The proportional hazard assumption was assessed, and all the independent variables satisfied the assumption. The Cox-proportional hazard model was used to assess the relationship between the predictor variables and single and recurrent wheezing episodes. Each variable was tested to see if it was a significant predictor of the occurrence of single and recurrent wheezing using univariate χ2, ANOVA and Cox regression. The univariate Cox-regression analysis was used to estimate the unadjusted HRs. All variables with p<0.25 in the univariate analysis were candidates in the stepwise (backward likelihood ratio) multicovariate Cox regression model. The association of single and recurrent wheezing with ambient exposure to NO2 and PM2.5 was also analysed using Cox-proportional hazards regression models. The adjusted HR was expressed as the effect of a 1 increase in ambient exposure in the child’s residential address. We ran all two-way interactions in the final model and none of them were found to be significant.
Results
Of the 760 live births in the cohort, 520 children attended at least one clinical visit: 442 (85%) at 6 months, 396 (76%) at 12 months, 254 (49%) at 24 months, 153 (29%) at 36 months and 114 (22%) at 48 months. Relocation from the study area (n=171 (21.7%)) was the most common reason for loss to follow-up. There were no demographic differences between those included in this analysis and those excluded (online supplemental table 1). Participants were from low socioeconomic backgrounds (50% had completed high school and a similar percentage with no annual income) with a mean maternal age at recruitment of 26.1 (SD=5.9) years. Of the 520 clinic attendees, 378 (73%) reported no wheezing episodes, 85 (16%) reported a single wheeze and 57 (11%) reported recurrent wheeze. The mean current weight and height of the children in the three groups were similar with 86.9% having a normal BMI and 8.3% being overweight (table 1). There were no meaningful differences between the two wheeze groups when compared with the no-wheeze group.
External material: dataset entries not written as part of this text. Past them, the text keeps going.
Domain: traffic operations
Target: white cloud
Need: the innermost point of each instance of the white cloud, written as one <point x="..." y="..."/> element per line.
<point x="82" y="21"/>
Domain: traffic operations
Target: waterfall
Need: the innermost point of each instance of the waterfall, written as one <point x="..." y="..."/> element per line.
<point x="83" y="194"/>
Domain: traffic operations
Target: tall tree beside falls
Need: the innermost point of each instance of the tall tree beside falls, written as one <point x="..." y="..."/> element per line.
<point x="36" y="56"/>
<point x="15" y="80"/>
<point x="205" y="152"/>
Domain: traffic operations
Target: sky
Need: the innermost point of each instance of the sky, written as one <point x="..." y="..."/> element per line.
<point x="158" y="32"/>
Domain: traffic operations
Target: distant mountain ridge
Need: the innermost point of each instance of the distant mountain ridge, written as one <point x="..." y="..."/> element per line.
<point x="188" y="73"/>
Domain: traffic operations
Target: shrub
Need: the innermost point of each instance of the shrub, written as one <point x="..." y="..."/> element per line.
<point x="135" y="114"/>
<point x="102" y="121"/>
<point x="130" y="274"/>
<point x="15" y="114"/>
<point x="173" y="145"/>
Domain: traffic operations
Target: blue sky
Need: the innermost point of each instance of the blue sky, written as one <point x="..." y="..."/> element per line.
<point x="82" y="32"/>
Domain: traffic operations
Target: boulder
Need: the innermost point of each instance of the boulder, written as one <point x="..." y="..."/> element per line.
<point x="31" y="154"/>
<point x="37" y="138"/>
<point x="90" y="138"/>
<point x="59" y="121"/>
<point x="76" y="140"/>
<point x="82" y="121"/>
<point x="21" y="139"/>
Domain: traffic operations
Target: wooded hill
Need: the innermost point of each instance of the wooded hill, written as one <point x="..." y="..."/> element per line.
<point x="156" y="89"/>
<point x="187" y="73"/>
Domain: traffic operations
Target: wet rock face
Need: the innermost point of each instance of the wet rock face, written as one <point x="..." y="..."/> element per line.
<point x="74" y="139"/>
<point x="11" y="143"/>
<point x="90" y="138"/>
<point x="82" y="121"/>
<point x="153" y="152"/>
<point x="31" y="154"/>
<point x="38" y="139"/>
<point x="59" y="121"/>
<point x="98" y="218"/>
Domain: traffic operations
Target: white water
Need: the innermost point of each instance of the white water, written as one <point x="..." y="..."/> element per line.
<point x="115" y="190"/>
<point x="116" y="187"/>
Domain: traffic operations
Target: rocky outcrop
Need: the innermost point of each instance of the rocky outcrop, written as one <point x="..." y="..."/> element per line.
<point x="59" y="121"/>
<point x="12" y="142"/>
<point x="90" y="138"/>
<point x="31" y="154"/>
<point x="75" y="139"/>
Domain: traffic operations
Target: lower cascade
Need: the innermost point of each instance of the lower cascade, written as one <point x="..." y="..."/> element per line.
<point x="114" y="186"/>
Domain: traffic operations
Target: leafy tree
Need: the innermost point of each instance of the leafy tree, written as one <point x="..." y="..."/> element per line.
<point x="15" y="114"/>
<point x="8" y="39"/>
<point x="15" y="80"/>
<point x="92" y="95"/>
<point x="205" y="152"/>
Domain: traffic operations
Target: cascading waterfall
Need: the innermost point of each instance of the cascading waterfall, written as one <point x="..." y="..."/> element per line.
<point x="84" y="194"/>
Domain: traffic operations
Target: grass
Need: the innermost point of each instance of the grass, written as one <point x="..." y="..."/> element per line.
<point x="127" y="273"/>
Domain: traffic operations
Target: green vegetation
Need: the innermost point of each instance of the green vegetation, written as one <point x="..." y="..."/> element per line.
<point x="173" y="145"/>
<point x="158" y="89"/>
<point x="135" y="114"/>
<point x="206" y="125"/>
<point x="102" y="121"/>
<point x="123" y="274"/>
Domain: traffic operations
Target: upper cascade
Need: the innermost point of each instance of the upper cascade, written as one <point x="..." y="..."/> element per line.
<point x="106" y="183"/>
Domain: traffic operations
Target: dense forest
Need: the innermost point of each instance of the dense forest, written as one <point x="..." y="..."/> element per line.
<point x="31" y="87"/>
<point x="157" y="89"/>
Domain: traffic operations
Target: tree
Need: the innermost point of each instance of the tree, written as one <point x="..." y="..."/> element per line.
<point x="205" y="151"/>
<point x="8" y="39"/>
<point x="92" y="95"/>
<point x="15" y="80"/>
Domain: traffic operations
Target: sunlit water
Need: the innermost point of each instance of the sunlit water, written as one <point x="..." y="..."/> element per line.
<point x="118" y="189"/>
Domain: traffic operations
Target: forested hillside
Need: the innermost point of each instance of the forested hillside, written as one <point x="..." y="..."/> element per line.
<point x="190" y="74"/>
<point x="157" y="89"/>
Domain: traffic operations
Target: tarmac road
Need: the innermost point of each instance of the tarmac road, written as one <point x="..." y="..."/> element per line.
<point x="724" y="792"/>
Among the recurrent wheeze group, a higher proportion of children were exposed to antenatal ETS, maternal obesity and antenatal alcohol consumption when compared with the no wheeze and single wheeze groups. Antenatal maternal alcohol consumption was 3-fold more prevalent among the children with recurrent wheeze when compared with the non-wheezing group while antenatal ETS exposure was almost 1.6-fold higher across these categories (table 2). A family history of asthma was similar among those with a single (20%) and recurrent episodes of wheezing (21%), but higher than those without wheeze (14%). The indoor mould mildew (15%–20%) did not vary across the wheeze categories (table 2).
Both NO2 and PM2.5 calculated at birth were higher among the recurrent and single wheeze categories than those without wheezing. This relationship was reversed when using exposure metrics in the first trimester. The NO2 measure at birth between the recurrent wheeze category and no wheeze reached a statistically significant difference (16.7 (SD 7.3) and 14.9 (SD 6.6), respectively) (table 2).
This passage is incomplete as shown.